A moving electric charge generates a magnetic field. A magnetic field induces the movement of electric charge, producing an electric current. In an electromagnetic wave, the electric field and the magnetic field are perpendicular to each other. Electromagnetic fields consist of photons, so photons are the particles that represent (mediate) the interactions between charged particles.
Because photons interact only with charged particles, but are not charged, they do not interact with each other. For this reason, the beams of light from two flashlights pass through each other without being scattered, unlike two jets of water. In addition, since photons are field particles (bosons), unlike matter particles (fermions), they can be in the same place at the same time (Pauli's exclusion principle does not apply to them). This also helps them not to see each other at all, practically flying as if they were passing through each other like ghosts.
The magnetic force affects only charges that are already in motion. It is transmitted by the magnetic field. Both magnetic fields and magnetic forces are more complicated than electric fields and electric forces. The magnetic field does not point along the direction of the source of the field, but rather points in a perpendicular direction.
In addition, the magnetic force acts in a direction that is perpendicular to the direction of the field. By comparison, both the electric force and the electric field point directly toward or in the opposite direction of the charge. Interactions between electric currents and magnetic fields create forces. The magnetic force on a current in a magnetic field %3D of current x displacement through the magnetic field.
This force can be predicted using the right-hand rule. When two currents are directed through magnetic fields in the same direction, they attract each other. When they head in opposite directions, they repel each other. The disturbance of the Earth's confined magnetic field produces spectacular exhibits, the so-called Northern Lights, in which trapped charged particles are released and hit the Earth through the atmosphere.
This charge density imbalance will now have an associated electric field E that will repel the test charge (+). The electric field is actually the force per unit of charge experienced by an immobile point charge at a given place within the field, while the magnetic field is detected by the force it exerts on other magnetic particles and on moving electrical charges. However, setting the test charge (+) in motion with a speed equal to the electrons (-) will make the charge density (+) of the cable appear to be contracted relative to the charge density (-). The explanation of how the magnetic field B and the electric field E are actually the same depending on the frame of reference comes directly from Special Relativity.
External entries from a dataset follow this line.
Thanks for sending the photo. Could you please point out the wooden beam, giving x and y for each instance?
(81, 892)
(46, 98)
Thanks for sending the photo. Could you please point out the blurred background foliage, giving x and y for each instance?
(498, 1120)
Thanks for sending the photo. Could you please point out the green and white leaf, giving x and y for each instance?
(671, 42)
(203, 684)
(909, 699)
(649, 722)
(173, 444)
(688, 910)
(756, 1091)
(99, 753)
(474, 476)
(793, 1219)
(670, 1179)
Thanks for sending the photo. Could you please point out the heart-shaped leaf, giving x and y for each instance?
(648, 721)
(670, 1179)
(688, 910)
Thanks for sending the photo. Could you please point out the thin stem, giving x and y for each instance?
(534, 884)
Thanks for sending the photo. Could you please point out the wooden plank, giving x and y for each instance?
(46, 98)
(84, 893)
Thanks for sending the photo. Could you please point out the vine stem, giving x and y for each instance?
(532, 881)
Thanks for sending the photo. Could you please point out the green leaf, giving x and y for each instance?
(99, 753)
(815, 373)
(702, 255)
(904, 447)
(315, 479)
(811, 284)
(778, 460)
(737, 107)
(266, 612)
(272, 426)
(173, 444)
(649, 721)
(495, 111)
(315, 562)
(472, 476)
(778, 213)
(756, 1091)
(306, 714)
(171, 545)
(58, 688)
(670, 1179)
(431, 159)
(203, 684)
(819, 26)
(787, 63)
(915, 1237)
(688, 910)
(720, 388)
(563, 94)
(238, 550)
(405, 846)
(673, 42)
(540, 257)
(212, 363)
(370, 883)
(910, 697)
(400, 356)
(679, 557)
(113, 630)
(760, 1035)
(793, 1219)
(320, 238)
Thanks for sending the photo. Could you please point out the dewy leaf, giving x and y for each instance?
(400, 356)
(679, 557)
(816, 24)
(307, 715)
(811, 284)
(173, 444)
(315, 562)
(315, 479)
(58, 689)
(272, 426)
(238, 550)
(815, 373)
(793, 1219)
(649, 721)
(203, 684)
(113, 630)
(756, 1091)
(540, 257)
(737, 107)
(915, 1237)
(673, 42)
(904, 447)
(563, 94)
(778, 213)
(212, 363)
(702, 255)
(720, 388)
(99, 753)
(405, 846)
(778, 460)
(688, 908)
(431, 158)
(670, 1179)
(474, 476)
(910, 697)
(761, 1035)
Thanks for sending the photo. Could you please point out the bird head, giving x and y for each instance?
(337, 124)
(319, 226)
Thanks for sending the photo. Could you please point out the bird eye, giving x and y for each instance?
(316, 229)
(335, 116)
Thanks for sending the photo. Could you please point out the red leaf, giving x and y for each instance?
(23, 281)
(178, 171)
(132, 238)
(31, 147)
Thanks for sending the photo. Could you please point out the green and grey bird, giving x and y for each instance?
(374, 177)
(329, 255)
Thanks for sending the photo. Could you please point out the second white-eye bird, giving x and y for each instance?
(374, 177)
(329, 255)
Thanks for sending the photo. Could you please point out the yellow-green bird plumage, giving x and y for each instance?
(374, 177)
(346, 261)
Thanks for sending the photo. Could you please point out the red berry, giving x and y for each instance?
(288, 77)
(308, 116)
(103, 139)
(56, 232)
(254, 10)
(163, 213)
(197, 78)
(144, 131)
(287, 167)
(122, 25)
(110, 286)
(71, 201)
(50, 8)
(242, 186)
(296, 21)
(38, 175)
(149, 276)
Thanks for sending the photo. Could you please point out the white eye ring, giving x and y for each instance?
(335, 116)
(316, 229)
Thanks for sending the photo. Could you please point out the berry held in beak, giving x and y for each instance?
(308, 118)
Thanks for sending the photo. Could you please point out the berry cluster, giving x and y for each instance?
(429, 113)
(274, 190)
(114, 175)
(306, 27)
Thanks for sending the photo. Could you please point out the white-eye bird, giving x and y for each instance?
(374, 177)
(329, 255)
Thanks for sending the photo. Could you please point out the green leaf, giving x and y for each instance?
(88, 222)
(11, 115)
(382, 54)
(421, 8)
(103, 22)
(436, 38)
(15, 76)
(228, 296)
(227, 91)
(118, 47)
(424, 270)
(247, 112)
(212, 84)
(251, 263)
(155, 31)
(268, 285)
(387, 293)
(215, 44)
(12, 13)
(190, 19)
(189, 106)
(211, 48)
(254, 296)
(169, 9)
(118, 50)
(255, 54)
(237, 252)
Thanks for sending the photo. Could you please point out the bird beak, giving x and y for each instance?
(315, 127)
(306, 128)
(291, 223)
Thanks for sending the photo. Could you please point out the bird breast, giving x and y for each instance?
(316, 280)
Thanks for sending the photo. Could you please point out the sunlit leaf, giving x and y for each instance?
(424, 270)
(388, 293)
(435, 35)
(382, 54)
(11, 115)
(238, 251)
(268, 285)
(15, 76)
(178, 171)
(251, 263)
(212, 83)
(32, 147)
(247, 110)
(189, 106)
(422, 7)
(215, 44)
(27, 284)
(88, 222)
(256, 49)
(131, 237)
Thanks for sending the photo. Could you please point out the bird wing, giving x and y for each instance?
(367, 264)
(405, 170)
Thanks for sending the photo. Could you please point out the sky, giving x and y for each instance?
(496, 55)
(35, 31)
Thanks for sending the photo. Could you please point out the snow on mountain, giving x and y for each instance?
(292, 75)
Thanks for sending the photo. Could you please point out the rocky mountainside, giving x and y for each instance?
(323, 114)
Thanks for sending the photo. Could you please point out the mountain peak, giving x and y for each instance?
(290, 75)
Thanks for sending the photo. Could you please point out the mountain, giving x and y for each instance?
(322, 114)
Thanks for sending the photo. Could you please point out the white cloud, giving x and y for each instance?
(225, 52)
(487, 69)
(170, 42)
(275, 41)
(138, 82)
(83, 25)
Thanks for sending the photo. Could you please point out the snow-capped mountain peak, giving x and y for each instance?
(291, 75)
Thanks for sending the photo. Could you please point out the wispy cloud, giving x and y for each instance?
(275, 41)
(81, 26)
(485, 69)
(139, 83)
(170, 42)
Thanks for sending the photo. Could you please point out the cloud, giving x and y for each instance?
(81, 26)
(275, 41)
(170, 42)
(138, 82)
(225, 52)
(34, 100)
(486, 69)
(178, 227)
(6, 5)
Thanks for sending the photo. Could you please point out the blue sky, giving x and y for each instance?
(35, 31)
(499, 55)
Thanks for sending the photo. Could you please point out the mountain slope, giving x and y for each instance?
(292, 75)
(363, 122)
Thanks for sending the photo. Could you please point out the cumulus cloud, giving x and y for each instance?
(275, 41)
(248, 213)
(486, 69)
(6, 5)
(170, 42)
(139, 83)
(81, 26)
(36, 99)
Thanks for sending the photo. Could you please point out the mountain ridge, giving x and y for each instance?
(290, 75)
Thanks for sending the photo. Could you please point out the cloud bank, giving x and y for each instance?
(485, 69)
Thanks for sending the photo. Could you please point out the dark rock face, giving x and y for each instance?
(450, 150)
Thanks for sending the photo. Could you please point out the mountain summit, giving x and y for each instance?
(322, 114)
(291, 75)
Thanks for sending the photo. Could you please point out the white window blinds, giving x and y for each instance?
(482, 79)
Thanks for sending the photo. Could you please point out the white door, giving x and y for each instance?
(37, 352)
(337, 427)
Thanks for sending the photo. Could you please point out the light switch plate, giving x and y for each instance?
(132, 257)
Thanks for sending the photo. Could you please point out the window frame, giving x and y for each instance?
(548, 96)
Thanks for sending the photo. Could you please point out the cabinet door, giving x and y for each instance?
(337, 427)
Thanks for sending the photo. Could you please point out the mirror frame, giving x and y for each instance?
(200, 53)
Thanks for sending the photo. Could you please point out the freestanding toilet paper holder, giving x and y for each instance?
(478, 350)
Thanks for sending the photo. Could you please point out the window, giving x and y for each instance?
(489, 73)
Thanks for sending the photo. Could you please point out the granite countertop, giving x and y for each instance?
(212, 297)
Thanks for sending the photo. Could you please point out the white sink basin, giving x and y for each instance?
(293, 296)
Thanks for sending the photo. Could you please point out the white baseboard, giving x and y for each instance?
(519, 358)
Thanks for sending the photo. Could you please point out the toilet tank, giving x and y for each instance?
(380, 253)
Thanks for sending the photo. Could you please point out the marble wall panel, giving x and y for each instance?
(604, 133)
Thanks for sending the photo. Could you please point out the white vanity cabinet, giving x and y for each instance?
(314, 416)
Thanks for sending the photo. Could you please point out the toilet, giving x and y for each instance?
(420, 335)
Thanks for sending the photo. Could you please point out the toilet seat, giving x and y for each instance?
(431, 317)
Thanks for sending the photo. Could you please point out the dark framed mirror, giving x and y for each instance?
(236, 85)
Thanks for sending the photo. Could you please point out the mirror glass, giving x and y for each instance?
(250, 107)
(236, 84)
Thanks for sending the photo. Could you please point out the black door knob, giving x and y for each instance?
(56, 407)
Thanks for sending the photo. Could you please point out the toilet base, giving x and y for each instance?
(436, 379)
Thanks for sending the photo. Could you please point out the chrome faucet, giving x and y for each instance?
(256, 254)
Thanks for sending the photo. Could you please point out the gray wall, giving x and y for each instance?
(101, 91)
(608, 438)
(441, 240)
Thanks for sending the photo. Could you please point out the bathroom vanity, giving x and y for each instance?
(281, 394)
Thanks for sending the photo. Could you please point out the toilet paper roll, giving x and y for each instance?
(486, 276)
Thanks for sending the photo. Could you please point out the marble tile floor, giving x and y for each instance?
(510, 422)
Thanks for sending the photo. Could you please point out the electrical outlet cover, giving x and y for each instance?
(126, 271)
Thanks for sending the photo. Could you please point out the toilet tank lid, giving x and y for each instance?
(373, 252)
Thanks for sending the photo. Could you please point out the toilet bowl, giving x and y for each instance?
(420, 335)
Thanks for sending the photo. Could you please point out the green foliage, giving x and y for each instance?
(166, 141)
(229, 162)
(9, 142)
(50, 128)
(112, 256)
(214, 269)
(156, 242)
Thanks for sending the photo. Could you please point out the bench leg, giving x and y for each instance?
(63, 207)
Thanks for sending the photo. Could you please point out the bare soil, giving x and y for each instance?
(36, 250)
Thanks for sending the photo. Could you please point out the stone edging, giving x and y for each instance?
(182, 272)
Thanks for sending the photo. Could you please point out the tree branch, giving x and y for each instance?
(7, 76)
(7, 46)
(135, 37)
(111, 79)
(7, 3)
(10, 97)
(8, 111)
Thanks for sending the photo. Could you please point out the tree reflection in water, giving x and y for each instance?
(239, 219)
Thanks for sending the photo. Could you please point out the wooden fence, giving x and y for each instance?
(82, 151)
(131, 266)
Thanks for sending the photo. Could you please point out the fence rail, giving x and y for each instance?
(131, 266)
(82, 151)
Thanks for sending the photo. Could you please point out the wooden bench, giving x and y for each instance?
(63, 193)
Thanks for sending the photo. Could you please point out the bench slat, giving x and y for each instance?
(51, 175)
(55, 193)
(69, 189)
In most materials, little or no field is observed outside of matter due to the random orientation of the various constituent atoms. Of course, this would seem to us as if two beams of light were scattered one on top of the other, but in the end this would not be without the help of virtual electrons and positrons, such as charged particles. The arrows in Figure 2 represent the size and direction of the magnetic field for a current moving in the indicated direction. The practical application of magnetism in technology is largely reinforced by the use of iron and other ferromagnetic materials with electrical currents in devices such as motors.
The force has a direction that is perpendicular to both the direction of motion of the charge and the direction of the magnetic field. The present discussion will address simple situations in which the magnetic field is produced by a charge current in a cable.